Car rien de sûr dans leur bouche
Au-dedans d’eux une ruine
Un tombeau béant  leur gorge
Ils rendent douce leur langue.
Les adversaires du psalmiste ne sont pas nommés, mais décrits par leur activité. Ils nuisent par leur langue, qui fait d’eux un tombeau béant. Leur langue rendue doucereuse est trompeuse. Le psalmiste voit clairement la possibilité d’être entraîné par d’eux sur de mauvais chemins, il voit qu’il ne peut leur faire confiance. Il s’en remet au Seigneur, pour garder la vigilance, et marcher sur le chemin du Seigneur.

Déclare-les coupables Dieu,
Ils tomberont à cause de leurs projets
Dans l’abondance de leurs révoltes, chasse-les
Car ils se sont rebellés contre toi.
Le psalmiste veut s’assurer du chemin, en demandant au Seigneur de condamner les pratiques de ceux qui veulent dévier, qui veulent entraîner sur des chemins de mensonge, des chemins qui ne sont ni amour, ni bonté, ni vie.

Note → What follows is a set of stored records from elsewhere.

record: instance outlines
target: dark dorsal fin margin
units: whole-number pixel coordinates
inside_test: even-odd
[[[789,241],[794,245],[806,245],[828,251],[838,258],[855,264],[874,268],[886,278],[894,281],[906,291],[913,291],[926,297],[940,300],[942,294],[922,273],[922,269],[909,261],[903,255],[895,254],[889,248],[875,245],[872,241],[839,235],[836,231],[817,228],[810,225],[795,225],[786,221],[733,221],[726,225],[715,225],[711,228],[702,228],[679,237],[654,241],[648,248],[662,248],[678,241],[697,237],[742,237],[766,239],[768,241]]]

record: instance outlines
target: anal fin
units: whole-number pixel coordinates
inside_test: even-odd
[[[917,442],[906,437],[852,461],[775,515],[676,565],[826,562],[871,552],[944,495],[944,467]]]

Ce n’est pas qu’ils se soient rebellés contre le psalmiste qui l’accable, mais qu’en méprisant un humain, ils se sont rebellés contre le Seigneur.

Seigneur, en toi notre refuge, en toi notre vie et notre lumière.
Seigneur, tandis que nous affrontons parfois l’opposition, garde-nous de la vengeance, de toute forme de violence. Apprends-nous à nous en remettre à toi qui est juge et ami des hommes. Conduis-nous tous ensemble jusqu’à toi.